The thread continues because ATS sent a message to thousands of people that announced that each of them was in a class to which many did not belong.  Chris Wolf has already suggested alternative phrasing that would have mitigated, if not eliminated, the confusion.

Frankly, your responses come off as overly defensive, if not petulant.  If it's damn near impossible for you to determine who falls into the class of those who should be warned, then work to craft a message that does not cause people to worry who need not worry.

/rich

On Thu, Apr 23, 2009 at 8:16 PM, Brian Martinez <[log in to unmask]> wrote:
*sigh*

For the life of me, I cannot figure out why this thread is still going on. I have clearly explained the issue(s). It is what it is. Period.

I cannot even begin to explain why it is not easy to have our mainframe (guffaw) sort through 9000+ files.
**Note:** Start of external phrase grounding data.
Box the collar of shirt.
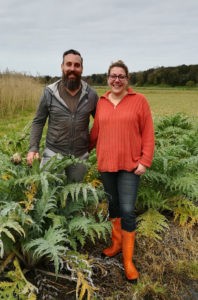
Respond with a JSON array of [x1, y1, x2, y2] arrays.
[[100, 87, 136, 100]]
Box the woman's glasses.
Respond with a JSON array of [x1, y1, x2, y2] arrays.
[[108, 74, 127, 81]]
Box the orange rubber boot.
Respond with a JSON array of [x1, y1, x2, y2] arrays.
[[122, 230, 139, 281], [102, 218, 122, 257]]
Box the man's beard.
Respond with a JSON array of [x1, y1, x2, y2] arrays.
[[62, 71, 81, 91]]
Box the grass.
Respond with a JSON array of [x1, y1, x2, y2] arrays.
[[0, 111, 35, 138], [138, 88, 198, 120], [0, 74, 198, 138], [0, 72, 42, 118], [94, 86, 198, 121]]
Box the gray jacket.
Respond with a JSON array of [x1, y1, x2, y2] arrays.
[[29, 79, 98, 157]]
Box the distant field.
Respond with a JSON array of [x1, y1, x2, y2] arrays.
[[95, 86, 198, 120], [0, 84, 197, 138]]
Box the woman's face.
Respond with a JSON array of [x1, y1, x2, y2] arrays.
[[107, 67, 129, 96]]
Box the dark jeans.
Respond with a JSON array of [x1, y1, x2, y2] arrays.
[[101, 170, 140, 232]]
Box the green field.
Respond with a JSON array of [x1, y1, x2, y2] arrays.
[[0, 86, 197, 138], [95, 86, 198, 119]]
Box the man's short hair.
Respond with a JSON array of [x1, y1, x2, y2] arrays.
[[62, 49, 83, 66]]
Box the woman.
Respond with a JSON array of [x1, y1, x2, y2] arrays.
[[89, 60, 155, 282]]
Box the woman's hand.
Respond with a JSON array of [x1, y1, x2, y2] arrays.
[[134, 163, 146, 176]]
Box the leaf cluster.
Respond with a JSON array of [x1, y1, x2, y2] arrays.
[[0, 146, 110, 283], [0, 258, 37, 299], [136, 113, 198, 238]]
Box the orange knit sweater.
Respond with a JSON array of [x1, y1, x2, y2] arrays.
[[89, 88, 155, 172]]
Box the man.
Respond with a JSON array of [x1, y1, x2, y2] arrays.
[[27, 49, 98, 182]]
I'd say it would be easier to explain in person, but that isn't even true.  Its almost more of "you'd have to manage this exact service, in this exact state" to understand.

However, it may have something to do with dreaming up 9000 unique cases to match and/or the amount of time in a day. In fact why I'm even responding to this while picking up my sister-in-law from CMU is beyond me too.

Can we be done with this now? Thank you.

./brm

Sent from my iPod

On Apr 23, 2009, at 7:06 PM, John Valenti <[log in to unmask]> wrote:

Brian,

(1) don't we have these little electronic gizmos (called "mainframes", err, "PCs") that are very good at cycling thru 9000 computer files?

(2) couldn't they be programmed to look for a blank mailfilter and not send the message to that person, without impacting our AUP.  Sort of like our spam and virus filters look at every bit of data flowing thru the system?

It seems like the message has made much more work for lots of little groups (dept IT people, help desk, smart users).
-John

On Apr 23, 2009, at 10:22 AM, Brian Martinez wrote:
.... We cannot open up ever single .mailfilter file for two reasons. First and foremost, because of the AUP, but also because it would be too daunting of a task. There are over 9,000 mailfilters in place and there are five of us working here right now.